POLOVINA: I have to use the other one to work 'cause I can't. That's too much, you know?
POLOVINA: So we just do one at a time. We've - also have a car in the garage where we got to shovel, too.
PUENTE: A few miles away, Adolfo Villa wasn't very much better.
ADOLFO VILLA: I've been doing it four days in a row.
PUENTE: It in this case is removing snow from the sidewalks. He's been shoveling snow and sometimes using a snow blower to clear the way for more elderly neighbors. But the job doesn't ever seem to get done. Villa, however, doesn't feel bad for himself. He's thinking of those elsewhere.
VILLA: It's pretty bad 'cause right now, it's all over the United - everywhere, even in Mexico down there. And I feel sorry for the people because they didn't got the right - installed the right equipment like heaters and all their space heater. Look in Texas what happened right now.
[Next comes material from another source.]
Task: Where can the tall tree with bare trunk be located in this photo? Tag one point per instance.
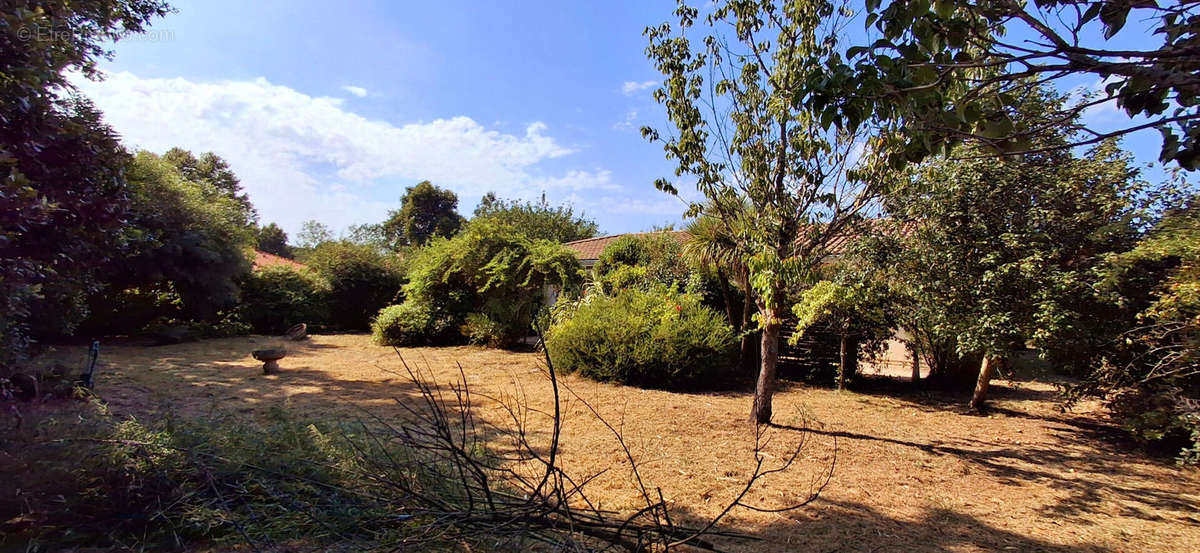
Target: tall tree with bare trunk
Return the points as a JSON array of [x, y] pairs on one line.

PUENTE: Much of the snow in Chicago that fell was so-called lake effect snow - wind and moisture off Lake Michigan teaming up to cause havoc, like roofs collapsing. Chicago officials say the roofs of several abandoned buildings have fallen in due to the heavy snow. That's something resident Martin Valadez is also keeping a close eye on.
MARTIN VALADEZ: It was blowing off the lake. A lot of snow was coming. And yeah, you got to worry about the roofs, too. It's all collecting on the roofs and the icicles messing up the gutters, that kind of thing. But I think it's going to get warmer, and things are going to melt.
TOM SKILLING: Don't write off additional snow yet. We may have another snow Sunday afternoon and night.
PUENTE: That's longtime WGN weatherman Tom Skilling, a Chicago icon who has been forecasting the weather for the Chicago region for more than four decades.
SKILLING: We've had, at Midway Airport, over 40 inches of snow, total, in the last two weeks.
PUENTE: Skilling says the region was having a very mild winter, with temps above normal in December and January.
SKILLING: About two weeks ago - and bam - the cold air hit. We put together nine consecutive days of measurable snow. That ties for the most consecutive days of measurable snow. And another stat - it snowed 11 of the past 13 days here in Chicago.
PUENTE: Digging out a car isn't something Chicago resident Michael Burton had to do. Whether it's summer or winter, Burton bikes to work, as he did two days ago during the snowstorm.
MICHAEL BURTON: On my way to work, and I'm headed to the Bloomingdale Trail, which is sort of a nice highway in the winter, any time of year, especially the winter 'cause it's cleared a lot. And it's great for biking.
PUENTE: Burton says if you have a bike and some basic winter clothing, you can bike during the winter. He recommends not overdressing. Instead, use a layered approach and wear boots. For those who need to drive, not to worry. After this weekend, Chicago weatherman Tom Skilling says to look for that warmup.
For NPR News, I'm Michael Puente in Chicago.